Volvo Aero Corporation, Malmö, Sweden

Klas Jonshagen, Jens Klingmann, Magnus Genrup

Lund University, Lund, Sweden

Paper No. GT2009-60386, pp. 539-550; 12 pages
doi:10.1115/GT2009-60386
From:
  • ASME Turbo Expo 2009: Power for Land, Sea, and Air
  • Volume 4: Cycle Innovations; Industrial and Cogeneration; Manufacturing Materials and Metallurgy; Marine
  • Orlando, Florida, USA, June 8–12, 2009
  • Conference Sponsors: International Gas Turbine Institute
  • ISBN: 978-0-7918-4885-2 | eISBN: 978-0-7918-3849-5
  • Copyright © 2009 by ASME

abstract

Gas turbine systems are predominantly designed to be fuelled with gaseous fuels within a limited Wobbe index range (typically HHV = 45–55 MJ/Nm3 or 1200–1480 Btu/scf). When low calorific fuel gases are fired, the engine will be forced to operate outside its design envelope. The added mass flow will typically raise the cycle pressure ratio and in two-shaft designs also raise the gas generator shaft speed. In this study, the response of a natural gas fired simple cycle two-shaft gas turbine operating at full firing temperature is investigated. A model based on the Volvo Aero Corp. VT4400 gas turbine (originally Dresser Rand DR990) characterized by one compressor and two expander maps is considered. The free turbine is operated at fixed physical speed. Different amounts of N2 or CO2 are added to the fuel path.

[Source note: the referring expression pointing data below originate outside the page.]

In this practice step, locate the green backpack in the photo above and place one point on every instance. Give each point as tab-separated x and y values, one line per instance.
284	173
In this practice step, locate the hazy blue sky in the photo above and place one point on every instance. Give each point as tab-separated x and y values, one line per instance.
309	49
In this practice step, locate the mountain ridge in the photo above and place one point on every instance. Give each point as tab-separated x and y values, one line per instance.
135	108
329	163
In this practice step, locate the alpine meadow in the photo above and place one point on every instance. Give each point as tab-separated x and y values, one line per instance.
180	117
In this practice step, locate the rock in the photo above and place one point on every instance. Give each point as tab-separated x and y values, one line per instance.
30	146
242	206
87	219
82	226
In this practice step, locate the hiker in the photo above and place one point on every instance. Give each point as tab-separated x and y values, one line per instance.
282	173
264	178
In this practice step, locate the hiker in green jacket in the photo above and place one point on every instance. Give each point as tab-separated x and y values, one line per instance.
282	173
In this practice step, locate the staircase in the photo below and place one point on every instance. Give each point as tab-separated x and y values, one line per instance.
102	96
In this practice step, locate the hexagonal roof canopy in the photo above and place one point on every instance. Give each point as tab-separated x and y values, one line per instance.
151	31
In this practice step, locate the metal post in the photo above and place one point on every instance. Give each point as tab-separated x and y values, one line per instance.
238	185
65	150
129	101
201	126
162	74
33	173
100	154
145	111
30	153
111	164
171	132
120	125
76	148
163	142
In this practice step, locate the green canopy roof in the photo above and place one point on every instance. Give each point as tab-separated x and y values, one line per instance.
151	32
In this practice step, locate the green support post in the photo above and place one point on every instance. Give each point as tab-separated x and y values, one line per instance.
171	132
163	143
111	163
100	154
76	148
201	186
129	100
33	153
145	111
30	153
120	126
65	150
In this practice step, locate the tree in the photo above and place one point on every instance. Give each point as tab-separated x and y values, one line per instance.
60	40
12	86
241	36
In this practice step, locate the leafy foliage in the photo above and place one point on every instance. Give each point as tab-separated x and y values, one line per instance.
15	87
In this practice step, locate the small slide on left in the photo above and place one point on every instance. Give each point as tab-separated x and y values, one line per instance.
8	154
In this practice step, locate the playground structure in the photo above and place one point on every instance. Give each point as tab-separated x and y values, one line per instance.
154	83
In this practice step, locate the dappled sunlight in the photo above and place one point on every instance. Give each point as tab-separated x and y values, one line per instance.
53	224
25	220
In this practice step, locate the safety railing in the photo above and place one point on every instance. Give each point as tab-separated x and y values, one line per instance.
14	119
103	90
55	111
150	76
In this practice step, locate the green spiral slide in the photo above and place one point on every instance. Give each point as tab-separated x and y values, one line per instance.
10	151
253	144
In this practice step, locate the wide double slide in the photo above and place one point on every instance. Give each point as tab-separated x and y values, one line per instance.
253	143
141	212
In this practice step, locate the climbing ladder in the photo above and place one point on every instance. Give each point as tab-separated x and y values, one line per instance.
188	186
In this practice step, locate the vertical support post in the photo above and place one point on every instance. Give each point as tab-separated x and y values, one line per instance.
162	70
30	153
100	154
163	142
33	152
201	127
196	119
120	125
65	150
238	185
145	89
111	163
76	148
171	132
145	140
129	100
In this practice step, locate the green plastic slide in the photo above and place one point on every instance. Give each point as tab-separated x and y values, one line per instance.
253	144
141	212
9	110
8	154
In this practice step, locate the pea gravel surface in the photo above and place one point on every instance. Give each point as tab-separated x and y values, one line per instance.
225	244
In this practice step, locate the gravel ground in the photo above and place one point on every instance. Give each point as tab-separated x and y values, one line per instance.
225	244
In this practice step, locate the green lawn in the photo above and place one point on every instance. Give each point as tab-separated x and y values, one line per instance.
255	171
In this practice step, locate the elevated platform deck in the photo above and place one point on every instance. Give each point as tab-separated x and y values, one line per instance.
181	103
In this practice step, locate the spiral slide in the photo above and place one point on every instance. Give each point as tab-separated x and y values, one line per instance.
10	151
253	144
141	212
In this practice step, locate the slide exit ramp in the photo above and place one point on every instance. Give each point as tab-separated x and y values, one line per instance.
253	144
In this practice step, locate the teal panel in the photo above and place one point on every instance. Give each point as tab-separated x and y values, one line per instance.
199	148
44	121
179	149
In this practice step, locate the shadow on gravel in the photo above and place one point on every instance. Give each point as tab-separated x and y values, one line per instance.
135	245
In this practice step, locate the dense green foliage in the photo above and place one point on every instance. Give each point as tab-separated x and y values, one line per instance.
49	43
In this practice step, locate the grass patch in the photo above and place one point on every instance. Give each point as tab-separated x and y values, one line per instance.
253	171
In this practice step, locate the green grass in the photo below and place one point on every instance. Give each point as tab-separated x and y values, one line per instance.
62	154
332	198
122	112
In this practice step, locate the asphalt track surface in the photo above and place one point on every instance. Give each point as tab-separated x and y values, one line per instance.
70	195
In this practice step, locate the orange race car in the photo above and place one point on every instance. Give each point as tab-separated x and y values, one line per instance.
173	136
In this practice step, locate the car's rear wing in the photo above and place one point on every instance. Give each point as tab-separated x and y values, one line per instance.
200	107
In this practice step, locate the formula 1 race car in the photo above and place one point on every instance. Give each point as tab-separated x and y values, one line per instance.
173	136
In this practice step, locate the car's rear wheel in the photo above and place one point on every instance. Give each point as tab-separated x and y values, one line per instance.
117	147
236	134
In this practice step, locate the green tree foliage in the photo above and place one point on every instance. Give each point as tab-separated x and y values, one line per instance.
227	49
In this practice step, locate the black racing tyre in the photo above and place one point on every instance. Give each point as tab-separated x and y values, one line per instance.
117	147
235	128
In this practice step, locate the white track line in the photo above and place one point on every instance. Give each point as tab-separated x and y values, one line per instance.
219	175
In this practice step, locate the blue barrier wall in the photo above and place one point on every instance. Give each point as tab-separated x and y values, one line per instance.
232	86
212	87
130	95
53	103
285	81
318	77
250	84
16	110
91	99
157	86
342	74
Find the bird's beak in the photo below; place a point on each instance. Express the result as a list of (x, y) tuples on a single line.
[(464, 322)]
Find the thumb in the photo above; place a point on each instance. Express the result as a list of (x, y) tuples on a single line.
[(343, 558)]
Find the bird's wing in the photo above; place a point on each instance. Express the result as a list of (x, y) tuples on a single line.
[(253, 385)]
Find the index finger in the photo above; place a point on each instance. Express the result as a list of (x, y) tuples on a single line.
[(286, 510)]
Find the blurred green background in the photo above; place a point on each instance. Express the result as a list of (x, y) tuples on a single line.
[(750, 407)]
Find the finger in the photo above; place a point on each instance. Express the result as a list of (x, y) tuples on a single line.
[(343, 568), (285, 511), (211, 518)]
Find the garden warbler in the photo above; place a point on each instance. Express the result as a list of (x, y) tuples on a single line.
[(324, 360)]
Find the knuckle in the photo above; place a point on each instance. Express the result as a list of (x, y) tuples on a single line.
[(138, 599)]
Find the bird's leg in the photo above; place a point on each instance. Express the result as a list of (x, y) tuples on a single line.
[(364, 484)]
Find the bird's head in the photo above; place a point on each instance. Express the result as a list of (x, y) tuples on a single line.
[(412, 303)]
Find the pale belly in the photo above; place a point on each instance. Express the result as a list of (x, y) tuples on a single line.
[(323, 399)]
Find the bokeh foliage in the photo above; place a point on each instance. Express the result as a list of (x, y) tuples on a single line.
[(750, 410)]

These two inerts are typically found in large quantities in medium and low calorific fuels. The fuels lower heating value is thus gradually changed from 50 MJ/kg (21.5 kBtu/lb) to 5MJ/kg (2.15 kBtu/lb). Emphasis has been put on predicting the compressor behavior in different resizing scenarios. The full ‘firing temperature’ operating point in the compressor map is tracked as the compressor size is reduced up to 7.5%, high pressure turbine size is increased up to 20%, low pressure turbine size is changed ±7.5% or up to 10% of steam (c.f. design point compressor air mass flow) is injected between the turbines. Different re-matching schemes are discussed where one turbomachinery component size is fixed and the two other component sizes are changed such that the compressor design point is restored. Finally a re-optimized turbine flow path is computed in a fixed compressor size scenario. Results are, as far as possible, given as non-dimensional parameter groups for easy comparison with other machines.